Doğal olarak bilgiye ve henüz karşılaşmadıkları harikalara meraklı olanlar vardı ve bir de daha fazla bilgi için can atan ve etraflarındaki her şeyi büyük bir şevkle öğrenmeye çalışan varlıklar vardı.
Yeni doğan Küçük Zalim... Meraktan da öteydi çünkü doğumundan sadece birkaç saniye sonra amacına ulaşmış ve ebeveynlerinin sevdikleri birini başarılı bir şekilde yanlarında getirmesini sağlamıştı!

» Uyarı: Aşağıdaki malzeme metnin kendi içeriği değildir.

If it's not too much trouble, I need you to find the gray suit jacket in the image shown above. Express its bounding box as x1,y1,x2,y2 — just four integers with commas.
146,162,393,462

Küçük sevimli figürü büyükannesinin ellerinde tutulurken, kara gözleri göz kamaştırıcı bir ışıkla parlıyor, bu varlığın vücudunun baştan aşağı değişerek, 50’li yaşlarını geçmiş nazik bir kadın görünümünden 30’lu yaşlarında güzel bir kadına dönüşmesini izliyordu!
Cildi pürüzsüzleşip, ışıl ışıl parlarken, koyu renk saçları arkasında açılmıştı, normal bir insanın hayal bile edemeyeceği şeyleri hissederken, gözleri büyük şaşkınlığını gösteriyordu. Ancak tüm bunların ortasında bile, Zalim İmparator’un Soyu’nun bir parçası olması nedeniyle elde ettiği gücün hayaline kapılmadı ve cevaplar için sadece oğluna bakarken, büyük zihinsel gücünü gösterdi.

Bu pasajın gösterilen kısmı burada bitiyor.